If that bunch (and their lawyers) had been around 200 years ago, steamboats and railways would have been crushed in their cradle.
JoatSimeon@aol.com  826
06-12-2005 11:15 PM ET (US)
In a message dated 6/12/2005 9:11:56 PM Mountain Standard Time, qtopic+15-cysSFgyrHZf@quicktopic.com writes:

And the Space Shuttles Challenger and Columbia weren't completely safe, but were "good enough for government work".

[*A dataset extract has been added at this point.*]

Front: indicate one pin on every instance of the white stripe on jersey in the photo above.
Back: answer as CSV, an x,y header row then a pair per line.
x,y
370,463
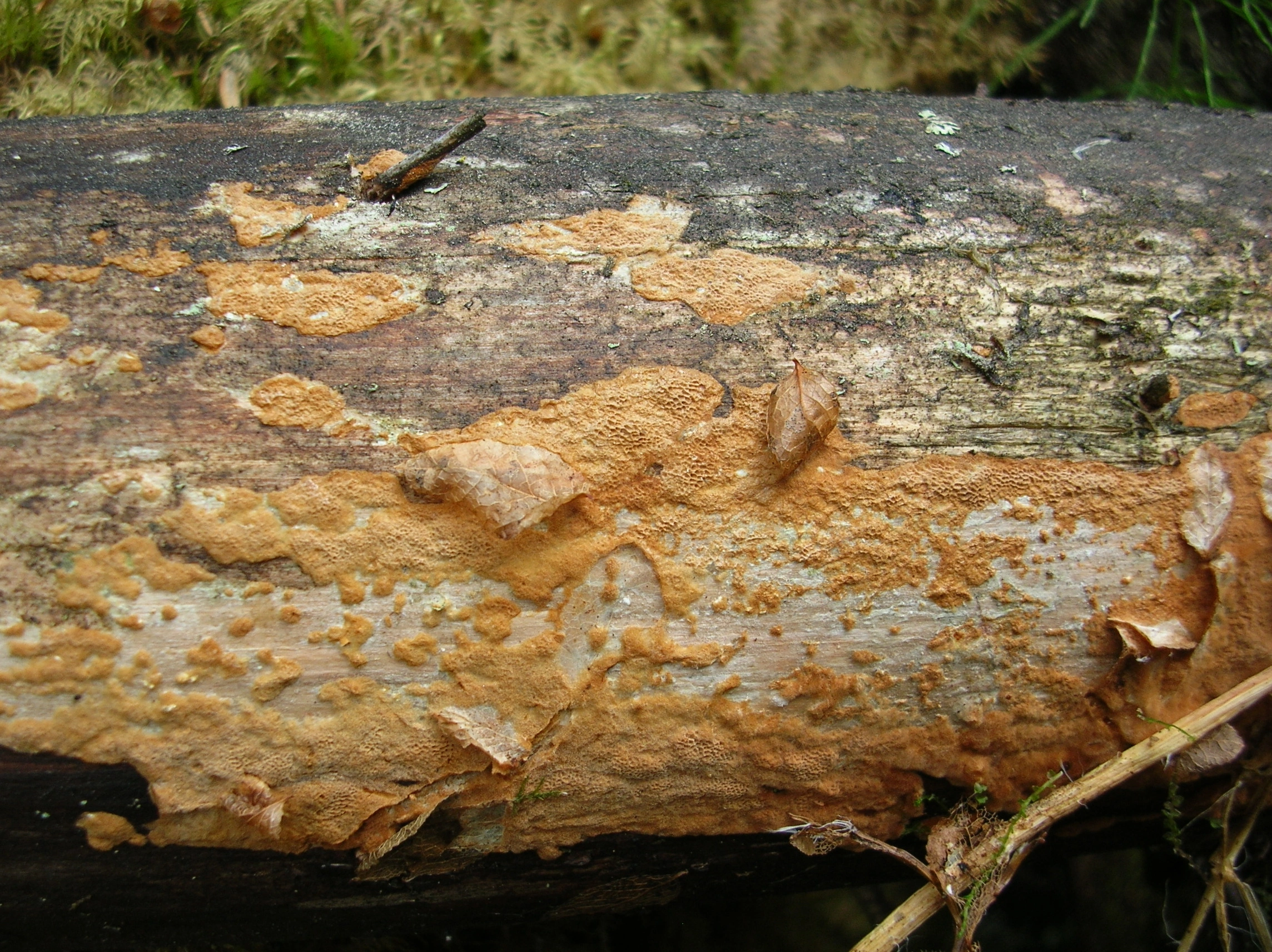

-- yup; and, of course, _nothing_ is completely safe. Automobiles kill 30,000 people here yearly but I see little angst about it. The quest for complete safety is a fool's game; risk is part of life and eventually we all die.
Any highly-stressed experimental machine like the shuttle is going to fail sometimes; it's a cost of doing business. You orrect errors as well as possible, shrug, get on with things. Sh** happens.
JoatSimeon@aol.com  825
06-12-2005 11:13 PM ET (US)
In a message dated 6/12/2005 9:11:56 PM Mountain Standard Time, qtopic+15-cysSFgyrHZf@quicktopic.com writes:

As a 2-time elected Town Councilman


-- was there some meaning concealed in that message?
Jonathan Vos Post  824
06-12-2005 11:11 PM ET (US)
Right. The USA didn't win the war in Vietnam, but came enough for government work. And the Space Shuttles Challenger and Columbia weren't completely safe, but were "good enough for government work". As a 2-time elected Town Councilman, in an East Coast state and a West Coast state, I only 50% believe in Democracy.
JoatSimeon@aol.com  823
06-11-2005 05:00 PM ET (US)
In a message dated 6/11/2005 11:55:19 AM Mountain Standard Time, qtopic+15-cysSFgyrHZf@quicktopic.com writes:

Elections cannot, mathematically, be universally "fair" in any
case.


-- they're a compromise, but as the saying goes, "good enough for government work".